Read, write, and visualize raster data

Geoanalytics Engine 2.0.0 includes a new raster data type for storing both raster values and raster references in Spark DataFrames. When reading from most raster data sources, rasters are tiled and each tile is stored as a separate record in a raster column, enabling scalable distributed analysis.

Using the raster data source, you can now read from common raster file types like GeoTIFF, Cloud Optimized GeoTIFF, and PNG, and write results back to those same file types as well.

The new Raster Python class enables both converting NumPy arrays to GeoAnalytics rasters, as well as exporting GeoAnalytics rasters to NumPy arrays, for integration with many data science and machine learning Python libraries.

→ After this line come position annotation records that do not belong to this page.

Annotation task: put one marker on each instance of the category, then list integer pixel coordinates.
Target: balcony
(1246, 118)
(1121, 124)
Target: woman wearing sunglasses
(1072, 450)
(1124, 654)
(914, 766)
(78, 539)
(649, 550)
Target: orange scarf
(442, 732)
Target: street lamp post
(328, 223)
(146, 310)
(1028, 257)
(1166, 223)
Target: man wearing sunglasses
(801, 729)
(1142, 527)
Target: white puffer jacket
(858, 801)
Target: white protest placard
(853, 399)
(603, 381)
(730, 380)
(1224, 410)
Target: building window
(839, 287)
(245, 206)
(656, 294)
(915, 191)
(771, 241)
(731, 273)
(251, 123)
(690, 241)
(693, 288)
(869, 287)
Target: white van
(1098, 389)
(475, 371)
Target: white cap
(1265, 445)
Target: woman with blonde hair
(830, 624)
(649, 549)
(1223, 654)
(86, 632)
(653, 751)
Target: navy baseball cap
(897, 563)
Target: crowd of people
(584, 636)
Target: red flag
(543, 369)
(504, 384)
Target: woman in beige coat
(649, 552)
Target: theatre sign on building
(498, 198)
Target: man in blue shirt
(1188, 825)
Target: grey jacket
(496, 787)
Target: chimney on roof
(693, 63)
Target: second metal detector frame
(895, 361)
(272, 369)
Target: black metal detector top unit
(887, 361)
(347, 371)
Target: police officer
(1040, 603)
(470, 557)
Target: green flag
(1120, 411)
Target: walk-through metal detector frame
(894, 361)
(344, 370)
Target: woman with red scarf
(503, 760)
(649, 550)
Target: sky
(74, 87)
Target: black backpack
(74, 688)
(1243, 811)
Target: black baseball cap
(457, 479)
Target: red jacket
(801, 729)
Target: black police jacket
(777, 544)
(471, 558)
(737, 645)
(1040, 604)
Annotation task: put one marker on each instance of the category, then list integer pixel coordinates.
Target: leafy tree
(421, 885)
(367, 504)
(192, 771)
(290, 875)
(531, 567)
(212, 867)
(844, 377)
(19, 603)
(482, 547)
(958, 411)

This release also adds support for reading and writing image services hosted in ArcGIS Online with the image-service data source. This allows you to easily bring in hosted imagery data from your ArcGIS Online organization or the Living Atlas of the World, and then write results back for sharing and visualization. The image-service data source currently supports reading but not writing image services hosted in ArcGIS Enterprise.

For quick visualization in a PySpark notebook, you can plot rasters on basemaps using rt.plot, a lightweight raster plotting API that extends matplotlib. You can use rt.plot along with st.plot to view both rasters and vector geometries together in a single plot. For more information see Visualize results with rt.plot().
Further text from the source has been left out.